The plan also calls for a new public hearing process — to be designed and implemented by the commissioner of Banking and Insurance — meant to review Horizon’s finances annually and judge whether it kept an “efficient” surplus in the previous year.

If the DOBI commissioner found that Horizon’s surplus was inefficient in a given year, the company would have 90 days to justify why the reserves were not inefficient or submit a plan to spend down what the state determined to be the excess amount.

Horizon would be allowed to spend that excess on proposals to benefit its policyholders or on “expanding access to affordable, quality health care for underserved individuals; responding to emerging health care issues in New Jersey; and promoting fundamental improvements in the health status of all New Jersey residents, including but not limited to substance use disorder treatment and prevention, behavioral healthcare, maternal, child and chronic health services, cancer screening, research and treatment, and improving veterans’ access to health care.”

If Horizon and the DOBI commissioner do not reach agreement in a given year on a plan to spend the excess, the state would be able to funnel that excess into the general fund and spend it on any budget programs. Essentially, in that scenario, the state would be raiding the insurer’s reserves — currently at $2.4 billion — to provide relief for its lean budgets.

Under Vitale’s bill, to meet its statutorily mandated charitable mission, Horizon would have to “fulfill its obligation as an insurer of last resort in this state.”

That’s a term of art and essentially the thrust is to compel Horizon to cover people who could not otherwise afford health care. The company operated as New Jersey’s insurer of last resort for many years, but it nearly went bankrupt in the early 1990s, and the law was changed. The company’s chief financial officer testified at a committee hearing Monday that becoming an insurer of last resort once again would likely raise premiums for Horizon’s 3.8 million current policyholders, since the company would be forced to cover other New Jerseyans who could not otherwise afford health care, and since its reserve fund could be clipped every year under a separate part of the legislation, any new costs would likely be borne by current subscribers.

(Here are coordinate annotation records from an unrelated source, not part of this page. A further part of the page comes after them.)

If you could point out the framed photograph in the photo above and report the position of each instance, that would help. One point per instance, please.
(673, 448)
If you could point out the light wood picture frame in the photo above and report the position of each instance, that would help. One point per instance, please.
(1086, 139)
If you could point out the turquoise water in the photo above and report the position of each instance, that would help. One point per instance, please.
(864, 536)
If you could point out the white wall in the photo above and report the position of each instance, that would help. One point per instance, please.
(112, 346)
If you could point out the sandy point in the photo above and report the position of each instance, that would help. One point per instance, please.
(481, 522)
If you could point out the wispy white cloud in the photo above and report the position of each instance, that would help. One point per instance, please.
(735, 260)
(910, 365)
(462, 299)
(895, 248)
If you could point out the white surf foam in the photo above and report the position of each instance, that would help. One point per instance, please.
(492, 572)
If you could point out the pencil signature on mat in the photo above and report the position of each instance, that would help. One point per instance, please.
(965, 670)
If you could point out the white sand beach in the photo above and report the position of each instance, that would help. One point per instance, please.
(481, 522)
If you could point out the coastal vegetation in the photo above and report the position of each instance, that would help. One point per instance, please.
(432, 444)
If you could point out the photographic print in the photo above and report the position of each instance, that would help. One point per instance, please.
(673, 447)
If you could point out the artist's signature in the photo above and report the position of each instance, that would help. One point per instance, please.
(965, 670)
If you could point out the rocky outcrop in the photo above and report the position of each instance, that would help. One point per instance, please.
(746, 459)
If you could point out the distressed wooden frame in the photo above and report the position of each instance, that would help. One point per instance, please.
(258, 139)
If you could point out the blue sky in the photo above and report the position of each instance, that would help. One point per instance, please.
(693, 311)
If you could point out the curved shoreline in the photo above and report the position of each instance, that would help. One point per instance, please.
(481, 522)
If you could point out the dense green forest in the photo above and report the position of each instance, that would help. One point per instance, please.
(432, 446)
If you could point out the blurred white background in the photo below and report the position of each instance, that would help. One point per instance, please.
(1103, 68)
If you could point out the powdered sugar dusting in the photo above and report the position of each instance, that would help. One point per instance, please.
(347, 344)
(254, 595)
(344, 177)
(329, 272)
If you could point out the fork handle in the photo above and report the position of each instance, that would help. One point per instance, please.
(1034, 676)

When it was last an insurer of last resort, Horizon would get subsidies from competitors and tax breaks from the state that would not be afforded to it again under Vitale’s bill. Under state law, charities and benevolent institutions are typically tax-exempt, and in 2016, Horizon paid $543 million in federal, state and local taxes — more than $200 million of which went to the state.

The bill would take effect February 2018, except for provisions that designate Horizon as an insurer of last resort and require health insurance companies at large, not just Horizon, to submit their tax filings to the state for online posting. Those two provisions would take effect immediately.

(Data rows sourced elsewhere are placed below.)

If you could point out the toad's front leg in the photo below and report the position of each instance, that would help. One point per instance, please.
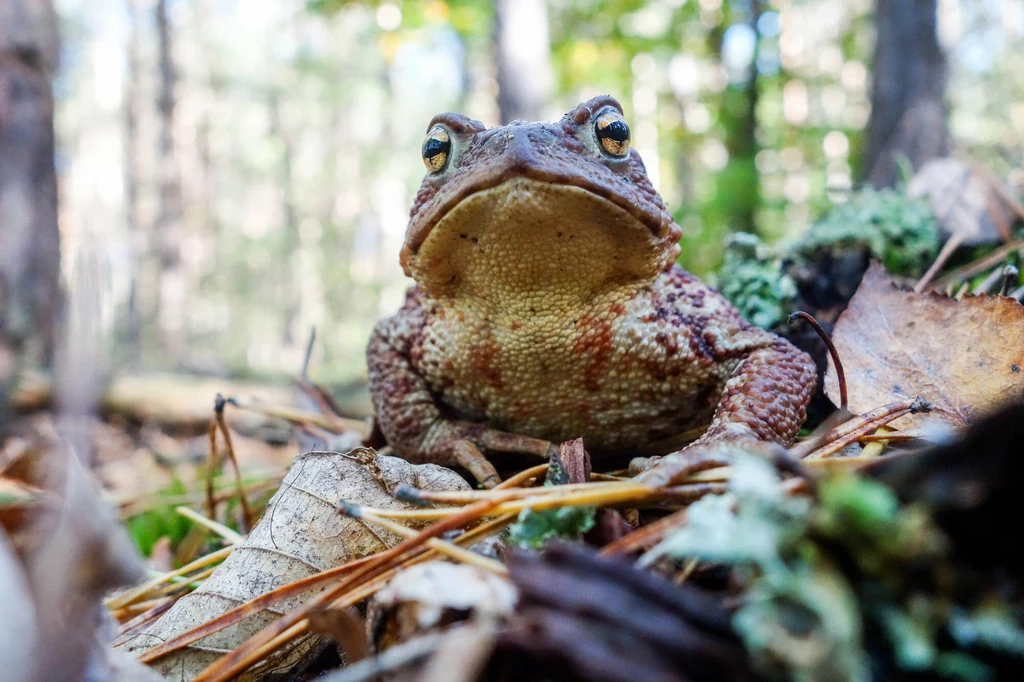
(408, 413)
(765, 401)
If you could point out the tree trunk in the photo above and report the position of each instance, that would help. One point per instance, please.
(522, 47)
(167, 227)
(30, 247)
(133, 221)
(908, 111)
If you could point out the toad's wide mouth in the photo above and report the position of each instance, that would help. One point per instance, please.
(530, 236)
(655, 220)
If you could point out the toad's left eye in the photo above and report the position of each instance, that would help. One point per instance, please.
(612, 133)
(436, 148)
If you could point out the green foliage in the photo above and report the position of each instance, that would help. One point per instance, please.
(147, 527)
(821, 576)
(754, 281)
(899, 230)
(534, 528)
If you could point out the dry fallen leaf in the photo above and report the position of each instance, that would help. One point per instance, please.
(433, 594)
(968, 202)
(964, 357)
(301, 534)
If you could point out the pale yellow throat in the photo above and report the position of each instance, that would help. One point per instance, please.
(528, 244)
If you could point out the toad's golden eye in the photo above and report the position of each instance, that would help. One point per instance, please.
(612, 133)
(436, 148)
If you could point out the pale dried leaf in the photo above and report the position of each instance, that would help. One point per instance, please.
(427, 595)
(301, 534)
(966, 201)
(964, 357)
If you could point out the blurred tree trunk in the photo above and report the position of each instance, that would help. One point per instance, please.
(132, 218)
(30, 241)
(167, 228)
(522, 47)
(290, 253)
(908, 111)
(738, 184)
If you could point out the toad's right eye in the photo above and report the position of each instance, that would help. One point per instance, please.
(436, 148)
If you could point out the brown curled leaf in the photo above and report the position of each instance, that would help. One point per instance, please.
(964, 357)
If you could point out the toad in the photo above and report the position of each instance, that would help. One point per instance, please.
(548, 305)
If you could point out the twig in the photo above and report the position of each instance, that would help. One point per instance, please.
(211, 470)
(980, 265)
(869, 422)
(392, 658)
(647, 536)
(247, 513)
(330, 422)
(1010, 278)
(454, 551)
(521, 478)
(135, 594)
(309, 353)
(825, 339)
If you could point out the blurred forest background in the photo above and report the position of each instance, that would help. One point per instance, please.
(237, 173)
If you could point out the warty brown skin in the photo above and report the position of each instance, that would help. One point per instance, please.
(548, 306)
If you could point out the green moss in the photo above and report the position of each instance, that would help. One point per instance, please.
(900, 231)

In resisting the plan, Prieto has support from a broad swath of labor unions, business groups, editorial pages, health care think tanks, and others.

“The first responsibility of the Senate and the Assembly is to pass a budget. It is not to pander to or satisfy a discredited lame duck governor’s whims for revenge toward Horizon, by passing a bill that will have broad but unknown impact on 50 percent of insured people in the state,” said Hetty Rosenstein, state director of the Communications Workers of America union. “CWA expects our allies in the Assembly and Senate to vote to pass a budget regardless of whether or not a Horizon bill is voted on in this session.”

With all sides dug in, it was not clear Thursday who would blink first. Prieto said he would be willing to lose the speakership over Horizon, acknowledging talks from some quarters to oust him.